Belite Bio Q1 2024 Financial Results and Corporate Update

28 June 2024
Belite Bio, Inc., a biopharmaceutical drug development company, has released its financial results for Q1 2024 and provided a business update. The company is focused on creating therapies for retinal degenerative diseases, particularly Stargardt Disease (STGD1) and Geographic Atrophy (GA).

Tinlarebant, Belite Bio's flagship product, is an oral medication designed to slow disease progression in STGD1 and GA patients. STGD1 is linked to toxic vitamin A byproducts that lead to retinal cell death. Tinlarebant works by reducing these byproducts without affecting vitamin A delivery to other bodily tissues.
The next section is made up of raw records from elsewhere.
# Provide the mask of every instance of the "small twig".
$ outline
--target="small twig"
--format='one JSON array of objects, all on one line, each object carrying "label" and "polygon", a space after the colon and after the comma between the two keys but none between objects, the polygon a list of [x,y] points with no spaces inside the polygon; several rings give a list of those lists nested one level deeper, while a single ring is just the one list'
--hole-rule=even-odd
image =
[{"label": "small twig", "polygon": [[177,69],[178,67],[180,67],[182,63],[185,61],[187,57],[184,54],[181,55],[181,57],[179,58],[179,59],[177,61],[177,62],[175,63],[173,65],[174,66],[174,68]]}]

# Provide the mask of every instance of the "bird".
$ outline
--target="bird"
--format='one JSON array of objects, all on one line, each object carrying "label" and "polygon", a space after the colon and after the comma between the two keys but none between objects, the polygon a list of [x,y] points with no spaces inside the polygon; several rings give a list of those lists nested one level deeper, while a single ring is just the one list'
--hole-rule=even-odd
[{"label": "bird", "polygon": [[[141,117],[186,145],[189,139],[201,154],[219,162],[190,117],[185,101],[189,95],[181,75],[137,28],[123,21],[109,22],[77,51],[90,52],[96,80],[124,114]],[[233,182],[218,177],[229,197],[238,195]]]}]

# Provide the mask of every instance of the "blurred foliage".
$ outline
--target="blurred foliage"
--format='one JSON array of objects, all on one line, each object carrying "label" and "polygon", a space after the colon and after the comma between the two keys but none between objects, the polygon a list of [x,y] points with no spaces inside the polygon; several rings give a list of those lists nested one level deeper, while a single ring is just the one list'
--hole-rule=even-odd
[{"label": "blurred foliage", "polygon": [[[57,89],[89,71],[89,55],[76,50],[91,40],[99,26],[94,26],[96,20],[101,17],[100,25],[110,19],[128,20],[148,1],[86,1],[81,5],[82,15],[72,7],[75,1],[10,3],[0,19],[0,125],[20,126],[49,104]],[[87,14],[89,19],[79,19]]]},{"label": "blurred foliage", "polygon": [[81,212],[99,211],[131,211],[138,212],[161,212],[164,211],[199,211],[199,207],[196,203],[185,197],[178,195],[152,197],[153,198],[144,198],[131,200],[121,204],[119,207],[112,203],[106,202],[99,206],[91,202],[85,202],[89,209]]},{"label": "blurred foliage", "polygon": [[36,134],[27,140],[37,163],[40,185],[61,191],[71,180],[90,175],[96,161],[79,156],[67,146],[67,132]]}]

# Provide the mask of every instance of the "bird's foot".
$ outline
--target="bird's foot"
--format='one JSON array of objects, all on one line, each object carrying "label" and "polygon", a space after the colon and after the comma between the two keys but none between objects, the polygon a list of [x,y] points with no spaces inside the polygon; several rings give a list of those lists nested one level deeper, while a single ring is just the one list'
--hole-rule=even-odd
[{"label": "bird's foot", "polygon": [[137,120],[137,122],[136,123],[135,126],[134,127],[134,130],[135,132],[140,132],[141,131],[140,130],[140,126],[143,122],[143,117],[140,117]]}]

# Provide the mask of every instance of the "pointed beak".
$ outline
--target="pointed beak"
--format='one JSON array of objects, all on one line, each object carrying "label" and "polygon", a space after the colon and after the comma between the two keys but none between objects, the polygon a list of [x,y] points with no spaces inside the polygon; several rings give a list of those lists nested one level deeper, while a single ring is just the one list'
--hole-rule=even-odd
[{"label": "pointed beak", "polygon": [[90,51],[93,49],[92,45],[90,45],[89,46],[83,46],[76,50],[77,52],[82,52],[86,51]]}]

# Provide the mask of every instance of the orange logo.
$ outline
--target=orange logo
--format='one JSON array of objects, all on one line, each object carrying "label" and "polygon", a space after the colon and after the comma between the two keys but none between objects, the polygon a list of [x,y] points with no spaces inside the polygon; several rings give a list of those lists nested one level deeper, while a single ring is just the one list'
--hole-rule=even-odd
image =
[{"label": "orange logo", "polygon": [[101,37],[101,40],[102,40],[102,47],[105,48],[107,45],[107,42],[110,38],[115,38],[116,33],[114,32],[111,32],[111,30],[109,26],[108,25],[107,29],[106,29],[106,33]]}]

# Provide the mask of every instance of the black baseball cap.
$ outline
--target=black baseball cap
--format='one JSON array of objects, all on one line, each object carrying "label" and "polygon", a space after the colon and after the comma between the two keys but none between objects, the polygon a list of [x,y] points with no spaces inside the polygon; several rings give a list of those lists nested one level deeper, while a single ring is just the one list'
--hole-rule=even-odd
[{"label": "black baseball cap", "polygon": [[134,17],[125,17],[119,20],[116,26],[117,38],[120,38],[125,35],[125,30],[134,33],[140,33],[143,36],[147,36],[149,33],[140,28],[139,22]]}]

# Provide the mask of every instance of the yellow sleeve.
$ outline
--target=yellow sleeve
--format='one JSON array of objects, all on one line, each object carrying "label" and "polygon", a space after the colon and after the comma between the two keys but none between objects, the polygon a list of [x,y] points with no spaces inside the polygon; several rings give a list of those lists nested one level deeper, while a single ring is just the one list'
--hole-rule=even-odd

The company conducted a 24-month Phase 2 trial involving adolescent STGD1 subjects. Results indicated that Tinlarebant significantly slowed atrophic lesion growth compared to a control group with similar characteristics (p<0.001). In subjects with pathogenic ABCA4 mutations, no new atrophic lesions formed, and no change in existing lesions was observed. A novel quantification method showed that Tinlarebant halted the growth of atrophic lesions within the macula during the trial's second year. Visual acuity remained stable for most subjects, with a mean loss of five letters over 24 months, which is not clinically significant. Additional analyses of visual acuity loss and other data further support Tinlarebant's potential efficacy.

The ongoing DRAGON trial, a Phase 3 study of Tinlarebant in adolescent STGD1 subjects, has completed enrollment with 104 participants across 11 countries. This trial aims to assess the primary endpoint of atrophic lesion growth rate, with interim data expected in the fourth quarter of 2024.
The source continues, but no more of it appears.